SRAGEN — Warga yang melintas di Dukuh Plasan, Desa Sidoharjo, Kecamatan Sidoharjo, sontak terkejut setelah mendengar suara tangisan bayi dari sebuah kardus yang tergeletak di pinggir jalan. Peristiwa itu terjadi pada Senin (25/5/2026) sekitar pukul 21.00 WIB, saat seorang pemuda tengah dalam perjalanan pulang dari pengajian.
Bayi berjenis kelamin perempuan itu ditemukan dalam kondisi telanjang tanpa kain pembungkus apa pun. Kardus tempatnya diletakkan juga tidak dilengkapi dengan surat atau identitas apa pun yang bisa mengungkap asal-usulnya.
Pemuda yang pertama kali menemukan, sebut saja Anton (25), mengaku sempat ragu saat mendengar suara tangisan di tengah malam yang sunyi. Ia mengira suara itu berasal dari kucing atau hewan lain. Namun, setelah mendekati sumber suara, ia melihat sebuah kardus cokelat berukuran sedang di semak-semak.

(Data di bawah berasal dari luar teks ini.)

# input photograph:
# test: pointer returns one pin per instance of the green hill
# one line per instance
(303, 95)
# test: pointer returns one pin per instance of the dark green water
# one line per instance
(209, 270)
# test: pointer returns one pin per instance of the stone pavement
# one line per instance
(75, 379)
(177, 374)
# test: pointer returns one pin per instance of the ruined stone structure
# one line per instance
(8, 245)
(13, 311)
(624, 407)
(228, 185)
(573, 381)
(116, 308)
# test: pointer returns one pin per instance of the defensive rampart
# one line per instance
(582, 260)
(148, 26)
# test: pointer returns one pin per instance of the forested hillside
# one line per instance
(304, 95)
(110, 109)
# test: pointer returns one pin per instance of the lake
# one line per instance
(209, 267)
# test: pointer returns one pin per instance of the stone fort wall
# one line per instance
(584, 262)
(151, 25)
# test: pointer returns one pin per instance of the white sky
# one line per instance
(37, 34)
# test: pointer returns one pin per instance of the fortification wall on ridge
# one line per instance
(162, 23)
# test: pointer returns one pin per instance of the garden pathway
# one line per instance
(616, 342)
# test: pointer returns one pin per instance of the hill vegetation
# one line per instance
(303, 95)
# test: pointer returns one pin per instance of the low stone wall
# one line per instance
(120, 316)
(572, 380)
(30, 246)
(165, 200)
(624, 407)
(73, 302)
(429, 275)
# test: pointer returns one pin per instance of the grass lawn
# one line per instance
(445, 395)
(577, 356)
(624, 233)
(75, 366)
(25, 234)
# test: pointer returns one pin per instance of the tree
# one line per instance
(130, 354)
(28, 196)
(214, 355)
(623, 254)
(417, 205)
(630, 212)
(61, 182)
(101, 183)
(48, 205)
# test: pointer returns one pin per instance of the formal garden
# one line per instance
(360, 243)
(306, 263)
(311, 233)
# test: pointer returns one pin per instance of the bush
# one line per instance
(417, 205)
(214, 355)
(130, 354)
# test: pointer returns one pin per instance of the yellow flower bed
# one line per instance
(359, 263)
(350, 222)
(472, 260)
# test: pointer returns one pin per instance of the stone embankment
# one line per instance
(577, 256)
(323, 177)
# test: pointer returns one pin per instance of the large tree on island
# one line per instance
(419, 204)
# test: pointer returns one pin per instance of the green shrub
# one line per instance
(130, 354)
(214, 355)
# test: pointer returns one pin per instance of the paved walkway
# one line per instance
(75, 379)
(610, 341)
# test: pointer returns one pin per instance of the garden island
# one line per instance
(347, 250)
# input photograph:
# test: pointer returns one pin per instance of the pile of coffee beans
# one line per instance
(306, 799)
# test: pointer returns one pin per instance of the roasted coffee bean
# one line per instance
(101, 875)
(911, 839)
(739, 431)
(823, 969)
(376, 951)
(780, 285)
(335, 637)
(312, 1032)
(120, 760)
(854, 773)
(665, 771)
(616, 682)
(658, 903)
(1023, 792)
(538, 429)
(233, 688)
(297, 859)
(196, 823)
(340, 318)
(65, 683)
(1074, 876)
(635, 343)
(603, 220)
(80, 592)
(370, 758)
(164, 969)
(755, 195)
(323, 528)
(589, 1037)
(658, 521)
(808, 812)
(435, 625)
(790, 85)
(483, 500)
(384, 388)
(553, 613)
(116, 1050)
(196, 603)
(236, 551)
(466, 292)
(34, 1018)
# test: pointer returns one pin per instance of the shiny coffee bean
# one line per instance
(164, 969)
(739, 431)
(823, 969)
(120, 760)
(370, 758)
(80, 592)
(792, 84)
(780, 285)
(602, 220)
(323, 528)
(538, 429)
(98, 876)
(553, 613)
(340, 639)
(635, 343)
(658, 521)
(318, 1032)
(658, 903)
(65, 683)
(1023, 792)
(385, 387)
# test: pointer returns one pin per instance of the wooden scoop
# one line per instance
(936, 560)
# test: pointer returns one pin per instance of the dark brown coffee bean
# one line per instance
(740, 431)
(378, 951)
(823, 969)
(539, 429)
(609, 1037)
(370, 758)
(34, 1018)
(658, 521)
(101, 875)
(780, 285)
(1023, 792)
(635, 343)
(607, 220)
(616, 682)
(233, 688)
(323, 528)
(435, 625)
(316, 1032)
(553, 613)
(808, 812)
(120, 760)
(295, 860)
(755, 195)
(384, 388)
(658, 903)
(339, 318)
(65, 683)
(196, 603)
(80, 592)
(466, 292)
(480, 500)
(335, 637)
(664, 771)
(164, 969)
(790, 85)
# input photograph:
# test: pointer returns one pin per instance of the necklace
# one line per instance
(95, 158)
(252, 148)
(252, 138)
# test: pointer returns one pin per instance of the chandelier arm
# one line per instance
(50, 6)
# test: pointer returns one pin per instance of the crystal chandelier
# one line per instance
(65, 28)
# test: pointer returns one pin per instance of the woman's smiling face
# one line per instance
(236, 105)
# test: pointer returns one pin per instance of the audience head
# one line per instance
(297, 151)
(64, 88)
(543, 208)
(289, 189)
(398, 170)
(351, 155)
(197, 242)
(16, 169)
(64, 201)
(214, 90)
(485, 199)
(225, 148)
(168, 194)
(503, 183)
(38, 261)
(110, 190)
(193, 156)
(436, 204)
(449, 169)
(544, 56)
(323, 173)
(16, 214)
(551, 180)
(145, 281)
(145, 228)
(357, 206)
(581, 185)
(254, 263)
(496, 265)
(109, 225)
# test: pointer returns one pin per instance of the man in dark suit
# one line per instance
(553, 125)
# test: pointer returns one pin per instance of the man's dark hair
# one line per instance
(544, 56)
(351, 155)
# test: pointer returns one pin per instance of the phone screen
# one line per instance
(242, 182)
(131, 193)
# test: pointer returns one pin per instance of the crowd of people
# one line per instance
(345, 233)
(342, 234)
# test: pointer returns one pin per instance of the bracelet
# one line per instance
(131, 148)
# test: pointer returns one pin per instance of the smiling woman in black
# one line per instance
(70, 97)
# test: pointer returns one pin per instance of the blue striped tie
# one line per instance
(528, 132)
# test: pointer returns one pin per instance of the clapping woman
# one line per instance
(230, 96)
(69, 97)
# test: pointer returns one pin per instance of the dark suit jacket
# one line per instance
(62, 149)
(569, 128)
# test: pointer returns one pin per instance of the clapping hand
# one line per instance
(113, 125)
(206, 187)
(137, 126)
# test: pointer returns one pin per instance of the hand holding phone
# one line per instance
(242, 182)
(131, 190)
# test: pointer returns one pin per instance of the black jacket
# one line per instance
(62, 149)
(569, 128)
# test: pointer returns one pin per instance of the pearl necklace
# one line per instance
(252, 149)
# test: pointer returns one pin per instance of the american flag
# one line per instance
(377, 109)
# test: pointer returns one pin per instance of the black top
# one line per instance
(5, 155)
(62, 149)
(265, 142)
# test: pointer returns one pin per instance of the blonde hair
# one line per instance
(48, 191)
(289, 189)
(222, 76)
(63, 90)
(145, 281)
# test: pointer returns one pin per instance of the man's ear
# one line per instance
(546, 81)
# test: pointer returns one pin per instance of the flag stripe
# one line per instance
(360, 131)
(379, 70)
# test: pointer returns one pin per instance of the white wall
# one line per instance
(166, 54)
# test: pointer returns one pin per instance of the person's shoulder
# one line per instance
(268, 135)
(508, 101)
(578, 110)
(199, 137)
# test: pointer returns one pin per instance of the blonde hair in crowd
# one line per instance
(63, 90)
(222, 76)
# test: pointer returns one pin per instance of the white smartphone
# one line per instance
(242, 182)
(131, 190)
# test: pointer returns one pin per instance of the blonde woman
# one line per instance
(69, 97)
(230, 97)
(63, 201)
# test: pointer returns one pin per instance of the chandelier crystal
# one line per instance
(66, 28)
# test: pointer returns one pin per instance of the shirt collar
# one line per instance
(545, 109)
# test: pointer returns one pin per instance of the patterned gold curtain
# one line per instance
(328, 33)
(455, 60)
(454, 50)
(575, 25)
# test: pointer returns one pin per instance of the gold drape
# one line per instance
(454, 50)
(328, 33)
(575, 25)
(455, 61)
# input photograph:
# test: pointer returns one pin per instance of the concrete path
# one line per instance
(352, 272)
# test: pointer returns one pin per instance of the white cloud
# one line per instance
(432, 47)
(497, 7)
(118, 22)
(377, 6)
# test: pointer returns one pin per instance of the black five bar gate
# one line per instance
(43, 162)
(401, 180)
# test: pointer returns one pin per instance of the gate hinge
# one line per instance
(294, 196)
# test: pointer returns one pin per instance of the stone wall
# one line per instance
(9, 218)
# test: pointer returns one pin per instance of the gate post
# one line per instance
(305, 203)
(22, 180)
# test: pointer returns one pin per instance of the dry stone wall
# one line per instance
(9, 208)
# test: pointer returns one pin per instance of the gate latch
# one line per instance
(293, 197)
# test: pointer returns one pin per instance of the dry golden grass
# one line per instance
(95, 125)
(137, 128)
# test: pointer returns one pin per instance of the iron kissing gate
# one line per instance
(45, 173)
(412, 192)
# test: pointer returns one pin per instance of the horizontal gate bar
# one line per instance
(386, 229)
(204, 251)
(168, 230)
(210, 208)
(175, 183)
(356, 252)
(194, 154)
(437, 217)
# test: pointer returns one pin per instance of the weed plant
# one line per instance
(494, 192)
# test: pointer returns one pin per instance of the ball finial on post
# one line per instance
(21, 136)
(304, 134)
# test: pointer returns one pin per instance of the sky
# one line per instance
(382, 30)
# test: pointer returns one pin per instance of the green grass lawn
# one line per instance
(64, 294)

"Saya buka kardusnya, ternyata ada bayi. Saya langsung panik dan bingung harus berbuat apa," ujar Anton kepada warga setempat yang kemudian datang membantu. Ia segera melaporkan temuan itu ke perangkat desa setempat.
Warga yang datang ke lokasi segera membawa bayi tersebut ke rumah salah satu tetangga untuk diberi kehangatan. Bayi itu tampak sehat, tidak ada tanda-tanda luka fisik, dan masih aktif bergerak. Beberapa ibu-ibu di sekitar lokasi langsung memberikan susu dan selimut untuk menghangatkan tubuhnya.
Perangkat Desa Sidoharjo langsung berkoordinasi dengan Polsek Sidoharjo untuk menangani kasus ini. Bayi kemudian dievakuasi ke Puskesmas Sidoharjo untuk menjalani pemeriksaan medis lebih lanjut.
Kapolsek Sidoharjo, AKP Budi Santoso, membenarkan adanya penemuan bayi tersebut. Pihaknya kini tengah melakukan penyelidikan untuk mencari tahu siapa orang tua atau pihak yang membuang bayi itu. "Kami masih memeriksa saksi-saksi di sekitar lokasi dan meminta rekaman CCTV dari rumah warga terdekat," kata Budi.
Sementara itu, bayi perempuan tersebut saat ini dalam perawatan petugas medis dan dalam kondisi stabil. Jika dalam waktu dekat tidak ada pihak yang mengaku sebagai orang tua, bayi itu akan diserahkan ke Dinas Sosial Sragen untuk penanganan lebih lanjut, termasuk proses adopsi oleh keluarga yang berminat.